Autonomía y enfermedad

Hace ya una década que este capítulo vio la luz en un libro que invitaba a reflexionar sobre la autonomía del paciente en bioética. Entonces, la conversación giraba en torno a cómo respetar las decisiones individuales, casi siempre basándose en la capacidad de la persona para elegir de manera libre y racional. Pero la realidad –especialmente para quienes viven con enfermedades crónicas– ha demostrado que esa visión es demasiado simple. Y hoy, diez años después, el mensaje de este texto se ha vuelto más necesario que nunca.

¿Por qué? Porque la práctica sanitaria ha cambiado profundamente. La población envejece, y cada vez son más frecuentes las enfermedades de larga duración. Esas dolencias no se curan de un día para otro, sino que exigen un acompañamiento continuo y un enfoque que tenga en cuenta no solo lo que dictan los análisis médicos, sino también la experiencia de la persona enferma y el entorno social en el que vive.

Justamente de eso hablaba el capítulo cuando proponía una mirada triádica de la enfermedad:

  • Perspectiva médica (em): la que se basa en la objetividad científica y respalda el principio de no maleficencia: “ante todo, no hacer daño”.
  • Perspectiva personal (ep): la vivencia íntima de quien sufre, un aspecto esencial para entender sus miedos, sus decisiones y la forma en que la enfermedad afecta a su identidad.
  • Perspectiva social (es): el modo en que la comunidad y las instituciones valoran la enfermedad, con sus propias reglas, prejuicios y apoyos.

Esta tríada sigue siendo fundamental porque, a lo largo de la última década, no solo ha cambiado el perfil de las enfermedades, sino también la forma en que gestionamos la información y nos comunicamos. La llegada de nuevas tecnologías y el mayor acceso a datos médicos obligan a replantear cómo se ejerce la autonomía: no basta con firmar un consentimiento informado o decidir entre dos tratamientos. Hay que considerar:

  • La dimensión funcional: la capacidad real de la persona para llevar a cabo los cuidados que ella misma ha decidido.
  • La dimensión informativa: el manejo de los datos personales, el derecho a controlar la información sobre la propia salud.
  • La dimensión narrativa: la construcción de un relato compartido, que dé sentido a la historia clínica y vital del paciente.

Aquel capítulo también ponía el dedo en la llaga sobre algo que hoy sigue siendo una asignatura pendiente: la participación de las personas enfermas en las decisiones que toman los comités de ética. Aunque se habla de autonomía, la mayoría de esos comités está integrada por profesionales, y la voz de los pacientes a menudo queda en un segundo plano.

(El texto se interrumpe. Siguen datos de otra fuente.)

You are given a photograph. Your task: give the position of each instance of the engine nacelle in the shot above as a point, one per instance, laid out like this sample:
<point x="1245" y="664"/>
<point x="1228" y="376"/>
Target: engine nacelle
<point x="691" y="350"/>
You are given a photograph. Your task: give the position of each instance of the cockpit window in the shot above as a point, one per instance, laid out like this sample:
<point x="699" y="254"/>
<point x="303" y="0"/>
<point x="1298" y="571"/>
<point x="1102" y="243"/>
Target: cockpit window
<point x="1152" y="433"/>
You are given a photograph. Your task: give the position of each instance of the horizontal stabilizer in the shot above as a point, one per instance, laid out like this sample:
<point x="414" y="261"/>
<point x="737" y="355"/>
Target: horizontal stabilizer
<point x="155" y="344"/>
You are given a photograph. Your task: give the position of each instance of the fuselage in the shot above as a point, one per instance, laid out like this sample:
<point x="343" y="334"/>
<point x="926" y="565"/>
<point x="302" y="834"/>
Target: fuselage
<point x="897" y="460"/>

Ahora, una década después, estas reflexiones cobran un matiz aún más urgente. Las sociedades contemporáneas han visto cómo la longevidad y los cambios demográficos exigen modelos de atención centrados en la persona, y no únicamente en su patología. Además, el debate bioético sigue en primera línea: ¿hasta qué punto deben participar los pacientes y los ciudadanos en la gobernanza de la salud? ¿Cómo se protege la vulnerabilidad de quien sufre una enfermedad crónica sin infantilizarlo ni quitarle poder de decisión?

Así que el texto de Casado y Etxeberria continúa vivo, recordándonos que la autonomía no es algo dado por sentado, sino un proceso complejo que necesita de una atención integral: médica, personal y social. Un proceso que reconozca la vulnerabilidad de la persona enferma, pero también su capacidad de decidir, de cuidar de sí misma y de contar su historia al mundo. Y si diez años no han bastado para asimilar por completo estas ideas, quizás este sea el momento perfecto para volver a ellas con renovada determinación.

Casado, A., & Etxeberria, A. (2014). Autonomía y enfermedad: qué puede aportar la filosofía de la medicina a la bioética. En: A. Casado (ed.), Autonomía con otros. Ensayos sobre bioética. Plaza y Valdés, 35-62.